Almost identical: both select rows from the USERS table, and then use a nested-loops join (“dependent subquery&rquo;) to retrieve rows from the EVENTS table. Both claim to use EVENTS_USER_IDX to select rows in the subquery. And they estimate similar numbers of rows at each step.

But look more closely at the join types. The NOT IN version uses index_subquery, while the NOT EXISTS version uses ref. Also look at the ref column: the NOT EXISTS version uses an explicit reference to the outer column, while the NOT IN uses a function. What's going on here?

The index_subquery join type indicates that MySQL will scan the index to find relevant rows for the subquery. Could that be the problem? I don't think so, because the EVENTS_USER_IDX is “narrow”: it only has one column, so the engine should not have to read a lot of blocks to find rows corresponding to the IDs from the outer query (indeed, I've tried a variety of queries to exercise this index, and all run in a few hundredths of a second).

For more information, I turned to the “extended” execution plan. To see this plan, prefix the query with explain extended, and follow it with show warnings. Here's what you get from the NOT IN query (reformatted for clarity):

/* select#1 */  select `example`.`USERS`.`ID` AS `ID` 
                from    `example`.`USERS` 
                where   ((`example`.`USERS`.`ID` in (1,7,2431,87142,32768)) 
                        and (not((`example`.`USERS`.`ID`,
                            (((`example`.`USERS`.`ID`) in EVENTS 
                            on      EVENTS_USER_IDX checking NULL
                            where   ((`example`.`EVENTS`.`TYPE` = 7) 
                                    and (`example`.`EVENTS`.`USER_ID` is not null))
                            having (`example`.`EVENTS`.`USER_ID`)))))))
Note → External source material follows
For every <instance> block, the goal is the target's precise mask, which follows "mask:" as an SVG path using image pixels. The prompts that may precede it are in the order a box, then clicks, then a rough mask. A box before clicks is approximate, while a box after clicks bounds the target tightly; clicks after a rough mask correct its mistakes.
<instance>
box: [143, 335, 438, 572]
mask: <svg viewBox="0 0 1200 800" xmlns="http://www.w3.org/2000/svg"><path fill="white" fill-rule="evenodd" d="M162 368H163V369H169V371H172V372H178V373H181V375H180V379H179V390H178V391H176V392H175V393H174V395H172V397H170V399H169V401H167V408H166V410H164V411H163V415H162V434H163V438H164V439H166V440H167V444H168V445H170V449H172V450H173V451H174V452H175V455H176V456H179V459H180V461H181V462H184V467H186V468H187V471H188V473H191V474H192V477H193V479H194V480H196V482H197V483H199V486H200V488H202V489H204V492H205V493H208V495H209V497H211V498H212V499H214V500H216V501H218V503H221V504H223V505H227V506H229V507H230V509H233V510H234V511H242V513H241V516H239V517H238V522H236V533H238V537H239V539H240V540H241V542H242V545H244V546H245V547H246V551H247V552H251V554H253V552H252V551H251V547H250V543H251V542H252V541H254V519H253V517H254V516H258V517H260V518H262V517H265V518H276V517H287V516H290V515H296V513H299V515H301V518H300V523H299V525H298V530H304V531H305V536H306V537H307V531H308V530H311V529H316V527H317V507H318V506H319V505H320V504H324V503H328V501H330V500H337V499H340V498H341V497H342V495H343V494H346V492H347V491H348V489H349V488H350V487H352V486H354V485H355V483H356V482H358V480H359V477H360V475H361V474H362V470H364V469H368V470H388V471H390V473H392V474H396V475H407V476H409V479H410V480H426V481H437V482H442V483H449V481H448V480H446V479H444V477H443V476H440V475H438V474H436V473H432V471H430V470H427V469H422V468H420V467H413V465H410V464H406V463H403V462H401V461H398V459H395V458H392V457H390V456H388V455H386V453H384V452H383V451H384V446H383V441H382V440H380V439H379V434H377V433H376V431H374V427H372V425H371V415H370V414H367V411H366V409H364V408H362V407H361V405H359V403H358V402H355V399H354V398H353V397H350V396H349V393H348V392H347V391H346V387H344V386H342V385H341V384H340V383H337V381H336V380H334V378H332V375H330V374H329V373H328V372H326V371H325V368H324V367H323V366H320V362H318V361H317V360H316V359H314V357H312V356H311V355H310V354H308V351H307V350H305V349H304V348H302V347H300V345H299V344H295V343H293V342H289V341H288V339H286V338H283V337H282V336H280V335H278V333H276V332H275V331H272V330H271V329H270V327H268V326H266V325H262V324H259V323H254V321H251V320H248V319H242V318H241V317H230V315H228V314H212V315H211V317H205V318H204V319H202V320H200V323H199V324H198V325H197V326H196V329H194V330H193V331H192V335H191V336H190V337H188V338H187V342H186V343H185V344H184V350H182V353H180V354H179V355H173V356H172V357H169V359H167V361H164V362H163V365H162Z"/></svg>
I haven't been able to find an explanation of “on EVENTS_USER_IDX checking NULL” but here's what I think is happening: the optimizer believes that it is executing an IN query that can have NULL in the results; it does not consider the null check in the where clause when making this decision. As a result, it will examine the 7.5 million rows where USER_ID is null, along with the few dozen rows where it matches the values from the outer query. And by “examine,” I mean that it will read the table row and only then apply the is not null condition. Moreover, based on the time taken to run the query, I think it's doing this for every one of the candidate values in the outer query.

So, bottom line: whenever you're thinking of using an IN or NOT IN subquery on a nullable column, rethink and use EXISTS or NOT EXISTS instead.